Bayram sevinç, eğlence, hatırlanma, yardımseverlik, mutluluk gibi kavramları içerisinde barındıran ve anlam derinliği olan bir kavramdır. Bayramlaşma ise tebrik etme, ziyaret, çeşitli iletişim araçları ile kutlama olarak adlandırabileceğimiz, bayram kelimesinin içerisinde barındırdığı kavramların ete kemiğe bürünmüş halidir. Önemli midir? Hem de çok. Bu önemi bazı alt başlıklar içerisinde açalım.

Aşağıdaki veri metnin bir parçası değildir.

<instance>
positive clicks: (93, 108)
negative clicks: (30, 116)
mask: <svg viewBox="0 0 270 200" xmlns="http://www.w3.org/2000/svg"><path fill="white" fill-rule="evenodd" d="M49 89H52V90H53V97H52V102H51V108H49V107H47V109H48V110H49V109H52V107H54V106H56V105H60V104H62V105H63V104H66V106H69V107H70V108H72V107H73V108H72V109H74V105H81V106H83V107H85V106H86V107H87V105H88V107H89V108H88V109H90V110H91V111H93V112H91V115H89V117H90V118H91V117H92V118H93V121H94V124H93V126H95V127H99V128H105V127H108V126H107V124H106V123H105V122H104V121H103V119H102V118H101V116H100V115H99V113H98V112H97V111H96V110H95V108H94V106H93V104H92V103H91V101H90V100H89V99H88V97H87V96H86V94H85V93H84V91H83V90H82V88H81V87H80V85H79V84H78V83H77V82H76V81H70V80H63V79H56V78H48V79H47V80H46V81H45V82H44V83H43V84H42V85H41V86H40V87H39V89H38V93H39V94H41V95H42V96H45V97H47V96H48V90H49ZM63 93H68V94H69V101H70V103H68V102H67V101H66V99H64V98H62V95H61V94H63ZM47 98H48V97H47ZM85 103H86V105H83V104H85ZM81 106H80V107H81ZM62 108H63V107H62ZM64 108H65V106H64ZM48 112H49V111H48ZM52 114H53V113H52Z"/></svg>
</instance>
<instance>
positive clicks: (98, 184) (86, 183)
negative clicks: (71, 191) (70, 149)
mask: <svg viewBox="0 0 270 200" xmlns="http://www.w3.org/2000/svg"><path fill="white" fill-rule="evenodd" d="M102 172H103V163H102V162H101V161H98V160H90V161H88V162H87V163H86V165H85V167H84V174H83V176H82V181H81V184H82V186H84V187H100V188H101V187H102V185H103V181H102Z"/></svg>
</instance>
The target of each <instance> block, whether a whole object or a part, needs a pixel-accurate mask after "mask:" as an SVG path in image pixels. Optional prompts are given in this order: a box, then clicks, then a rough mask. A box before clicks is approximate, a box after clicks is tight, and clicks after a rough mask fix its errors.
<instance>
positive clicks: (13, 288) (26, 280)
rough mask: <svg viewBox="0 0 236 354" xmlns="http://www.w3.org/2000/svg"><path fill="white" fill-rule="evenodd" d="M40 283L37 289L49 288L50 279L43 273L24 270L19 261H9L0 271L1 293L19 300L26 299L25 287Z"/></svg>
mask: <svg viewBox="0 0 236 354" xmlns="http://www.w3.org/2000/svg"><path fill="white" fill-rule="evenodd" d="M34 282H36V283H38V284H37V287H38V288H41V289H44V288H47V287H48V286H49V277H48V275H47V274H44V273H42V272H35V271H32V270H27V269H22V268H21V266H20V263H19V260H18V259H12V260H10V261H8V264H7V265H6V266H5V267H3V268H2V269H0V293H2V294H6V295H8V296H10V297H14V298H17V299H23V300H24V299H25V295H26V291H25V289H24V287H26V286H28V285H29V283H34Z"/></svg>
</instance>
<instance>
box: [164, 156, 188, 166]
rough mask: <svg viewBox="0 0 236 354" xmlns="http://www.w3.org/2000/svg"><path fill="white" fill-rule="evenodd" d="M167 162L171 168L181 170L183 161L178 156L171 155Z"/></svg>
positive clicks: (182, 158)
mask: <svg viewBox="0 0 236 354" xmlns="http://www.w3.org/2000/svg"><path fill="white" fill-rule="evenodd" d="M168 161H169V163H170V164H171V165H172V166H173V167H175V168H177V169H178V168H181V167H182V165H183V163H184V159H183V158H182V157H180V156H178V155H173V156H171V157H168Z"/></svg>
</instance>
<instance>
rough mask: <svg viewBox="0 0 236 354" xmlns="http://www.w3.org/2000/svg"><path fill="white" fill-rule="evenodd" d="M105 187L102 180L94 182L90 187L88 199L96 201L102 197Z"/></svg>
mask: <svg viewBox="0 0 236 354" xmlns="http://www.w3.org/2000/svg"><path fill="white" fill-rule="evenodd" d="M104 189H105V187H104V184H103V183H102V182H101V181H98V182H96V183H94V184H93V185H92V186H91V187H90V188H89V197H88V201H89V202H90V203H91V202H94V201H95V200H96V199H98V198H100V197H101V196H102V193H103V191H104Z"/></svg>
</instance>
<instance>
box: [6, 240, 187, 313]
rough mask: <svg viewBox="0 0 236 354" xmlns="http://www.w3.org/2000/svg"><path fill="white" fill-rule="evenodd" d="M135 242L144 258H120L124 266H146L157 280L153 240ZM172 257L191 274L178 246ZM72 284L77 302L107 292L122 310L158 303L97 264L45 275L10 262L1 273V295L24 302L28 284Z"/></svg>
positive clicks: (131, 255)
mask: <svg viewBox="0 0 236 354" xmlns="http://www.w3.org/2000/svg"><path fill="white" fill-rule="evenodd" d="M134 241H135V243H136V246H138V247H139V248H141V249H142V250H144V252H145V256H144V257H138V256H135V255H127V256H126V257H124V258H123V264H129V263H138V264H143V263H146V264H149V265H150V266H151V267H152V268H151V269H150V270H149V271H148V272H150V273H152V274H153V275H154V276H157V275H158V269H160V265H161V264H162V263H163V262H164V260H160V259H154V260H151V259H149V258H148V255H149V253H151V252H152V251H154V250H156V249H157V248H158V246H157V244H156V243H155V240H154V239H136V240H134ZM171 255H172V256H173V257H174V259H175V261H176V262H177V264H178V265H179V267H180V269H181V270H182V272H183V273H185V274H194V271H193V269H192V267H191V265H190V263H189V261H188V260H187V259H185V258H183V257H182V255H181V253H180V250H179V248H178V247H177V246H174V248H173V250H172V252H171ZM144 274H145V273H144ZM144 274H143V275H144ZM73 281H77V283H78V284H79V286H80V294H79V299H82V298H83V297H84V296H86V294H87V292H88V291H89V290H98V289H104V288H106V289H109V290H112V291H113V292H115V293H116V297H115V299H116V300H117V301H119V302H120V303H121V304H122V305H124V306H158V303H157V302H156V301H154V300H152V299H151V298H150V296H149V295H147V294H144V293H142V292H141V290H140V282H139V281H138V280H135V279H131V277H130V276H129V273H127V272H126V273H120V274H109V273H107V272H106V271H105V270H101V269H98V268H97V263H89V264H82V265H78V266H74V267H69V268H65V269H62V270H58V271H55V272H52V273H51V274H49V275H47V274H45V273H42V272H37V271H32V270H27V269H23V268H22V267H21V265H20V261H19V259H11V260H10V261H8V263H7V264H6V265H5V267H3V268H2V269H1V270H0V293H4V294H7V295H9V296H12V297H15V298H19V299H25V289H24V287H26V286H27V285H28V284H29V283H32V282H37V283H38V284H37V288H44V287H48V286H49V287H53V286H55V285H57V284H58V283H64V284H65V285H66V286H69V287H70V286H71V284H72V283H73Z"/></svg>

İlk önce bayram denilince aklımıza gelen gözbebeğimiz çocuklarımızdan başlayalım. Bayrama sayılı günler kala pazarlar gezilir, çocuklara bayramlık denilen kıyafetler, çeşitli oyuncaklar alınır. Hele birde arefe günü toplanacak şekerler yok mu? Bunlar çocukların uykularını kaçırır. Arefeden belki günler önce çocuklar kimlerle seker toplayacağını, hangi evleri ziyaret edeceklerini kararlaştırır. O gece yeni alınan elbiseler başucuna konur, bazen yataktan kalkılıp tekrar tekrar onlara bakılır. Bir türlü sabah olmaz ve uyku tutmaz afacanları. Sabah olduğunda arkadaşları ile bir araya gelerek komşu dairlerin zilleri çalınır, onlara iyi bayramlar dilenir. Ev sahipleri çocuklara; şeker, para, balon gibi malzemeleri ikram ederler. Sonra diğer daire, bir diğeri derken bazen neredeyse gün boyu bu koşuşturmaca sürer. Sonunda ikram edilen o malzemeleri birlikte yenir, birlikte balon uçurulur, gelen paralar bayramın ilk günü babalarından ve büyüklerinden alacakları harçlıklarla birleştirilmek üzere ceplerine veya çantalarına konulur. Öyle mutlu olurlar ki, mutluluklarını her hallerinden sezersiniz. Çocuklarımızın mutlu olacağı bu günde tabiki biz büyüklere ve ebeveynlere büyük sorumluk düşmektedir. Çocukların, kimlerle şeker toplayacağı ve hangi evlere gidileceği de bizlerin kontrolünde olmalıdır.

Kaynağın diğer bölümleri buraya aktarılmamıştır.